When Yiayia inevitably pushed me out of the kitchen so she could “get dinner ready” (code for make obscene calls to Alex Trebek), I would go in search of the one member of the family I knew would cooperate. Her name was Abby, a beautiful German shepherd. Broad-shouldered, good-humored, with a gorgeous mane of hair, she was a canine Bea Arthur. I would find Abby—usually down in the basement playing solitaire—and turn on the camera. So serene. Nothing you could do would fluster her. I would point the camera at Abby and ask her questions, “How was your day?” “Did you spot any squirrels around the property?” “Do I look fat in these pants?” The usual journalist-dog conversation. She would just kind of nod. One of those slight moves of the head that could have been either a signal of recognition or, as it often was with Bea Arthur, just gas.
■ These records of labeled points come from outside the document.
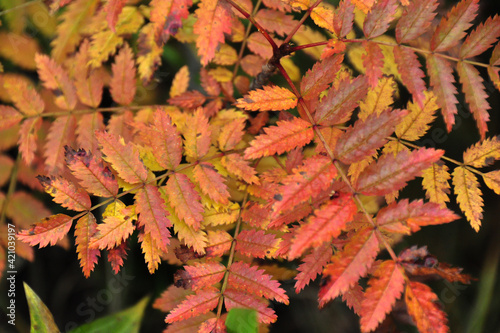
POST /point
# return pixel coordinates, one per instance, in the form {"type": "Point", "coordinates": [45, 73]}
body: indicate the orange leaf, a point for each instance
{"type": "Point", "coordinates": [199, 275]}
{"type": "Point", "coordinates": [348, 265]}
{"type": "Point", "coordinates": [385, 287]}
{"type": "Point", "coordinates": [122, 85]}
{"type": "Point", "coordinates": [365, 137]}
{"type": "Point", "coordinates": [96, 178]}
{"type": "Point", "coordinates": [55, 77]}
{"type": "Point", "coordinates": [327, 223]}
{"type": "Point", "coordinates": [312, 265]}
{"type": "Point", "coordinates": [423, 309]}
{"type": "Point", "coordinates": [268, 99]}
{"type": "Point", "coordinates": [213, 21]}
{"type": "Point", "coordinates": [49, 230]}
{"type": "Point", "coordinates": [250, 279]}
{"type": "Point", "coordinates": [124, 158]}
{"type": "Point", "coordinates": [469, 195]}
{"type": "Point", "coordinates": [391, 173]}
{"type": "Point", "coordinates": [315, 175]}
{"type": "Point", "coordinates": [194, 305]}
{"type": "Point", "coordinates": [84, 229]}
{"type": "Point", "coordinates": [66, 193]}
{"type": "Point", "coordinates": [452, 28]}
{"type": "Point", "coordinates": [184, 199]}
{"type": "Point", "coordinates": [153, 215]}
{"type": "Point", "coordinates": [475, 95]}
{"type": "Point", "coordinates": [211, 182]}
{"type": "Point", "coordinates": [286, 136]}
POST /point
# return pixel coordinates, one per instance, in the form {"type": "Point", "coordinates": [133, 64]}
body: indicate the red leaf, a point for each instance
{"type": "Point", "coordinates": [194, 305]}
{"type": "Point", "coordinates": [85, 228]}
{"type": "Point", "coordinates": [211, 182]}
{"type": "Point", "coordinates": [49, 230]}
{"type": "Point", "coordinates": [66, 193]}
{"type": "Point", "coordinates": [286, 136]}
{"type": "Point", "coordinates": [365, 137]}
{"type": "Point", "coordinates": [415, 20]}
{"type": "Point", "coordinates": [423, 309]}
{"type": "Point", "coordinates": [378, 18]}
{"type": "Point", "coordinates": [122, 85]}
{"type": "Point", "coordinates": [452, 28]}
{"type": "Point", "coordinates": [337, 106]}
{"type": "Point", "coordinates": [327, 223]}
{"type": "Point", "coordinates": [153, 215]}
{"type": "Point", "coordinates": [214, 20]}
{"type": "Point", "coordinates": [184, 199]}
{"type": "Point", "coordinates": [199, 275]}
{"type": "Point", "coordinates": [348, 265]}
{"type": "Point", "coordinates": [250, 279]}
{"type": "Point", "coordinates": [385, 287]}
{"type": "Point", "coordinates": [96, 178]}
{"type": "Point", "coordinates": [256, 244]}
{"type": "Point", "coordinates": [475, 95]}
{"type": "Point", "coordinates": [391, 173]}
{"type": "Point", "coordinates": [411, 74]}
{"type": "Point", "coordinates": [312, 265]}
{"type": "Point", "coordinates": [124, 158]}
{"type": "Point", "coordinates": [441, 79]}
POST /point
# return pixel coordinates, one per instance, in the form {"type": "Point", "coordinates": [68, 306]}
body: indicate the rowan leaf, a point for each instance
{"type": "Point", "coordinates": [312, 265]}
{"type": "Point", "coordinates": [250, 279]}
{"type": "Point", "coordinates": [61, 133]}
{"type": "Point", "coordinates": [235, 298]}
{"type": "Point", "coordinates": [417, 122]}
{"type": "Point", "coordinates": [54, 77]}
{"type": "Point", "coordinates": [441, 79]}
{"type": "Point", "coordinates": [318, 78]}
{"type": "Point", "coordinates": [435, 182]}
{"type": "Point", "coordinates": [273, 98]}
{"type": "Point", "coordinates": [483, 153]}
{"type": "Point", "coordinates": [378, 18]}
{"type": "Point", "coordinates": [124, 158]}
{"type": "Point", "coordinates": [411, 73]}
{"type": "Point", "coordinates": [348, 265]}
{"type": "Point", "coordinates": [66, 193]}
{"type": "Point", "coordinates": [365, 137]}
{"type": "Point", "coordinates": [96, 178]}
{"type": "Point", "coordinates": [416, 19]}
{"type": "Point", "coordinates": [327, 223]}
{"type": "Point", "coordinates": [85, 227]}
{"type": "Point", "coordinates": [385, 287]}
{"type": "Point", "coordinates": [343, 18]}
{"type": "Point", "coordinates": [213, 21]}
{"type": "Point", "coordinates": [122, 85]}
{"type": "Point", "coordinates": [391, 173]}
{"type": "Point", "coordinates": [211, 182]}
{"type": "Point", "coordinates": [48, 231]}
{"type": "Point", "coordinates": [194, 305]}
{"type": "Point", "coordinates": [423, 308]}
{"type": "Point", "coordinates": [184, 199]}
{"type": "Point", "coordinates": [313, 176]}
{"type": "Point", "coordinates": [451, 29]}
{"type": "Point", "coordinates": [469, 195]}
{"type": "Point", "coordinates": [256, 244]}
{"type": "Point", "coordinates": [25, 98]}
{"type": "Point", "coordinates": [286, 136]}
{"type": "Point", "coordinates": [199, 275]}
{"type": "Point", "coordinates": [337, 106]}
{"type": "Point", "coordinates": [475, 95]}
{"type": "Point", "coordinates": [153, 215]}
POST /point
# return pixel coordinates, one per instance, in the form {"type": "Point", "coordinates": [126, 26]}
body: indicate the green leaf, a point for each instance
{"type": "Point", "coordinates": [241, 321]}
{"type": "Point", "coordinates": [126, 321]}
{"type": "Point", "coordinates": [40, 316]}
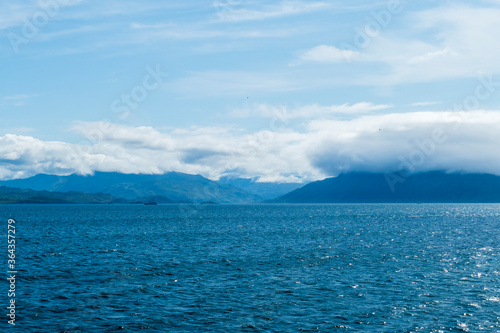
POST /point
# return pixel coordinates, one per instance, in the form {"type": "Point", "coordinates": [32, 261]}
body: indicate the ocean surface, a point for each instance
{"type": "Point", "coordinates": [255, 268]}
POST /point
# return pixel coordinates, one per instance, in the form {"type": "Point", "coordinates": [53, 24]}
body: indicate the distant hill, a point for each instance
{"type": "Point", "coordinates": [423, 187]}
{"type": "Point", "coordinates": [265, 190]}
{"type": "Point", "coordinates": [10, 195]}
{"type": "Point", "coordinates": [172, 186]}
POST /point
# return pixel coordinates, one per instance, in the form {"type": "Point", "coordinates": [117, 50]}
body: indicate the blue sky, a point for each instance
{"type": "Point", "coordinates": [272, 90]}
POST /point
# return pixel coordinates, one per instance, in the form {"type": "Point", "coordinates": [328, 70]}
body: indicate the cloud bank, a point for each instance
{"type": "Point", "coordinates": [417, 141]}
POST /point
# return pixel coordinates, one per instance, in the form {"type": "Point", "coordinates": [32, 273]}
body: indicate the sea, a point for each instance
{"type": "Point", "coordinates": [253, 268]}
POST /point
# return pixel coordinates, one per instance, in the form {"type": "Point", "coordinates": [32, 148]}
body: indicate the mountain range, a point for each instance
{"type": "Point", "coordinates": [175, 187]}
{"type": "Point", "coordinates": [169, 187]}
{"type": "Point", "coordinates": [429, 187]}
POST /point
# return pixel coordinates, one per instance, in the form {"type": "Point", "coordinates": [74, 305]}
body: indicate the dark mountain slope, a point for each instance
{"type": "Point", "coordinates": [423, 187]}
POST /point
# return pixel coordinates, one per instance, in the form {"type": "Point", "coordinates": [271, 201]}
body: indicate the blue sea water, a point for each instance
{"type": "Point", "coordinates": [256, 268]}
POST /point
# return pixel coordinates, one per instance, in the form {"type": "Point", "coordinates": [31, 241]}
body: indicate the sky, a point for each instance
{"type": "Point", "coordinates": [276, 91]}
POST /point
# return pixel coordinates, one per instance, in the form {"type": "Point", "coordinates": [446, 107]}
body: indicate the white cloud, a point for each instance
{"type": "Point", "coordinates": [308, 111]}
{"type": "Point", "coordinates": [328, 54]}
{"type": "Point", "coordinates": [224, 83]}
{"type": "Point", "coordinates": [229, 11]}
{"type": "Point", "coordinates": [381, 143]}
{"type": "Point", "coordinates": [425, 103]}
{"type": "Point", "coordinates": [17, 100]}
Then I would lie down next to her and snuggle up for a bit. Granted, that’s kind of an ethical gray area for a reporter. But you can’t tell me that Barbara Walters didn’t do the same thing with Fidel Castro. Abby would sigh and give me a couple licks across the top of my head, and then we would go out and play for a while, leaving the camcorder behind. Just a dog and his anchorman.

The BNN tapes still exist. There’s a trove of VHS cassettes somewhere in my grandparents’ basement, probably near the shoebox full of my grandmother’s unsuccessful horse track betting slips. My grandfather keeps saying he’s going to transfer the tapes to DVDs. Everyone knows that will never happen. His days as a technology pioneer are over. He’d probably transfer the VHS cassettes to silent film reels. When I was young, on the way to my grandparents’ house, I would daydream about what new and exciting electronic gadget Papou would have to show me. Now I realize it’s the other way around. He asks me about my phone and my camera and, when I hand them over to him, he does that maneuver senior citizens do where they take off their glasses and hold an item at arm’s length, examining it suspiciously. I considered buying him an iPad for his birthday, but then I remembered that he’s too old and I’m too cheap.

It’s just as well that those tapes are collecting dust. What would I want to do, watch them? No, thanks. Should I ever want to be embarrassed by what I say or how I look, I have access to clips of my occasional CNN appearances. I wonder if my grandparents ever thought, when I was making those BNN tapes in their house all those years ago, that I would ever make a living in the television business. Probably not. They likely just crossed their fingers that I wouldn’t become a drug addict or get anyone pregnant—a crapshoot in any family. To some extent, Yiayia and Papou still think of me as the little boy with the camcorder, barking out orders to his sister and cousin. When I gave my grandmother a tour of CNN, she took me aside and whispered, “Do you think Anderson Cooper would want to watch those BNN tapes? I should ask him.” I could feel the blood draining from my face.

“No, that’s alright,” I said, “his VCR is broken.”

“Oh, really? That’s a shame.”

“Yeah, don’t even mention it to him, he’s quite upset about it.”

And then we walked into the television studio. A real television studio.